Инги выглядел сейчас скорее хитрым, чем виноватым.
— Вы же их оставили. Все, что оставляют в зоне, — наше.
— Неплохая попытка, — признала Катриона, — но она не пройдет. Ты должен был видеть, что мы пришли вместе с Вадимом. И он говорил с тобою тем вечером, верно? Сказал тебе держаться подальше, наверное, не подходить к нашему участку?
Этот выстрел она сделала — буквально — в темноту, припомнив, как Вадим тогда в сумерках отлучился ненадолго, однако получила свой ответ, увидев, как мальчик знакомым ей образом поежился. Инги был примерно одного возраста с Никки, и он неловко метался между грубостью и искренностью, равно готовый и упрашивать, и дать деру.
— Может быть.
— Мы знаем, что это ты забрал наших жуков: у нас есть камеры. А еще мы только что обнаружили их вон в том сарае, — сказал Энрике строго. — Там они все? Или ты отнес часть их еще куда-нибудь либо потерял по дороге?
Инги осторожно пожал плечами.
— Почти все, наверное.
— И зачем ты это сделал? — чуть не простонал Энрике.
Снова пожатие плеч.
— Ядвиге они понравились. Это подарок.
— Ну, извини, но тебе придется их вернуть…
Катриона подняла руку, пресекая это несвоевременное заявление.
— Подарок? На ее день рождения? — Потому что до Зимнепраздника оставалось ещё почти полгода.

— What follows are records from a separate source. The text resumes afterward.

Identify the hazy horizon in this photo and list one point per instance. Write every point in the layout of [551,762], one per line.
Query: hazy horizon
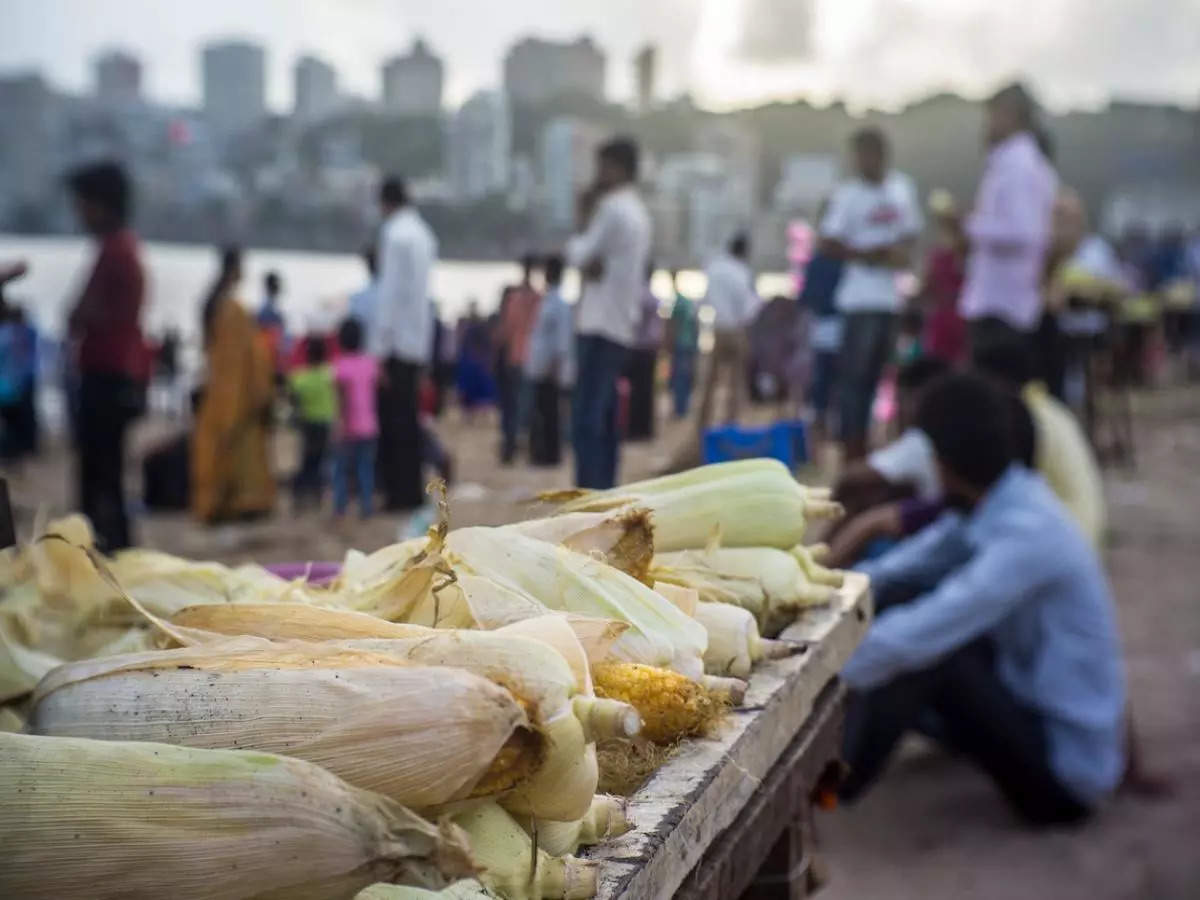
[726,53]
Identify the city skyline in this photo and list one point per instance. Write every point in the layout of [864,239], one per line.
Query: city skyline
[727,53]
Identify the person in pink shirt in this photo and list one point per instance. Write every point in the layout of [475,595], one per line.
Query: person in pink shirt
[357,375]
[1009,227]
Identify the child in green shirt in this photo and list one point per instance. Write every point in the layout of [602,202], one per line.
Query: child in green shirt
[315,395]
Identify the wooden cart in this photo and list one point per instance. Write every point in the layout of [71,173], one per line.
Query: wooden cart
[732,816]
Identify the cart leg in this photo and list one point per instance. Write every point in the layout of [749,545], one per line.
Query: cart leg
[785,871]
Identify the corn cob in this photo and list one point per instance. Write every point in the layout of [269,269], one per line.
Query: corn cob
[423,736]
[605,819]
[102,820]
[733,640]
[768,582]
[561,579]
[511,867]
[672,707]
[748,503]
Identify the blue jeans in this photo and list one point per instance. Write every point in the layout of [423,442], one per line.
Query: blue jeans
[600,363]
[683,376]
[359,454]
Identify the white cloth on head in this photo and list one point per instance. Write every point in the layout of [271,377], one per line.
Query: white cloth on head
[403,317]
[1009,232]
[618,237]
[731,293]
[864,216]
[910,460]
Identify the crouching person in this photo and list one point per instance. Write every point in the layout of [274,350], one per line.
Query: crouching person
[995,623]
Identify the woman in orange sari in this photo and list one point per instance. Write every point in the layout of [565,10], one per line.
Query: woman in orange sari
[231,459]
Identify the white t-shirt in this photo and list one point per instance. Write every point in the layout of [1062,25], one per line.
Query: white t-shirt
[910,460]
[619,237]
[865,216]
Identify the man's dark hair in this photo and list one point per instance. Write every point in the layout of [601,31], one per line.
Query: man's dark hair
[106,185]
[394,191]
[1008,361]
[919,372]
[870,138]
[349,336]
[970,423]
[623,154]
[553,268]
[1018,97]
[315,349]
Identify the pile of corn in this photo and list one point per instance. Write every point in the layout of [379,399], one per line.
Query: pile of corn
[192,730]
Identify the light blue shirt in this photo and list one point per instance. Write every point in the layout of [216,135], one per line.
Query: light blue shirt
[1035,586]
[550,345]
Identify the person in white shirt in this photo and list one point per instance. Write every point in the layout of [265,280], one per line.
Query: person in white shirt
[401,336]
[732,298]
[1011,226]
[363,301]
[871,223]
[611,255]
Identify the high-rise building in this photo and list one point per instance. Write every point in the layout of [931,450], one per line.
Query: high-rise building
[645,72]
[568,165]
[537,71]
[118,77]
[412,84]
[28,163]
[316,89]
[480,147]
[234,87]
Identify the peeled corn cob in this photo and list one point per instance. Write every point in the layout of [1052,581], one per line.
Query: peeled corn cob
[768,582]
[733,640]
[605,819]
[424,736]
[561,579]
[748,503]
[101,820]
[672,707]
[624,540]
[511,868]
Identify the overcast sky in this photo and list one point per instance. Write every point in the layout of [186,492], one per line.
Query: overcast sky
[725,52]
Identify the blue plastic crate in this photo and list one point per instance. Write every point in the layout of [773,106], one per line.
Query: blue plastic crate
[783,441]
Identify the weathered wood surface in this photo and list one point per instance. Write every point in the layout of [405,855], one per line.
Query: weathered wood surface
[701,791]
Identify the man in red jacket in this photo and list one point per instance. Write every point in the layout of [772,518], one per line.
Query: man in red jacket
[109,348]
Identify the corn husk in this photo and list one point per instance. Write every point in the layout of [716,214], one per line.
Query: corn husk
[97,820]
[561,579]
[750,503]
[606,819]
[469,889]
[769,583]
[624,540]
[733,640]
[513,868]
[424,736]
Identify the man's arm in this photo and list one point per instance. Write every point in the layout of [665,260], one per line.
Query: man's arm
[586,250]
[1012,220]
[969,603]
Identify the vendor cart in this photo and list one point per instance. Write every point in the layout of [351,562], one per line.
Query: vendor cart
[732,816]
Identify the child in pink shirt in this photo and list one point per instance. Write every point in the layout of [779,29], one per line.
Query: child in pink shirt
[357,375]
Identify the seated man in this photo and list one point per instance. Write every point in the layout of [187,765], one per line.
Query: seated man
[999,621]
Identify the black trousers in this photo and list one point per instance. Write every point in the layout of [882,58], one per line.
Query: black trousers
[310,480]
[399,461]
[545,424]
[982,719]
[107,406]
[641,394]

— Не совсем. Она типа больна. — Белые пальцы вцепились в траву, мальчик отвел взгляд. — А они лучше, чем цветы. Цветов она и сама нарвать может.
— Ты знаешь, как сильно она больна? — «Ты знаешь, что твоя подруга умирает?»
Взгляд в землю.
— Ага.
«Ага». Деревенские дети в целом бывают знакомы со смертью ближе, чем их городские сверстники.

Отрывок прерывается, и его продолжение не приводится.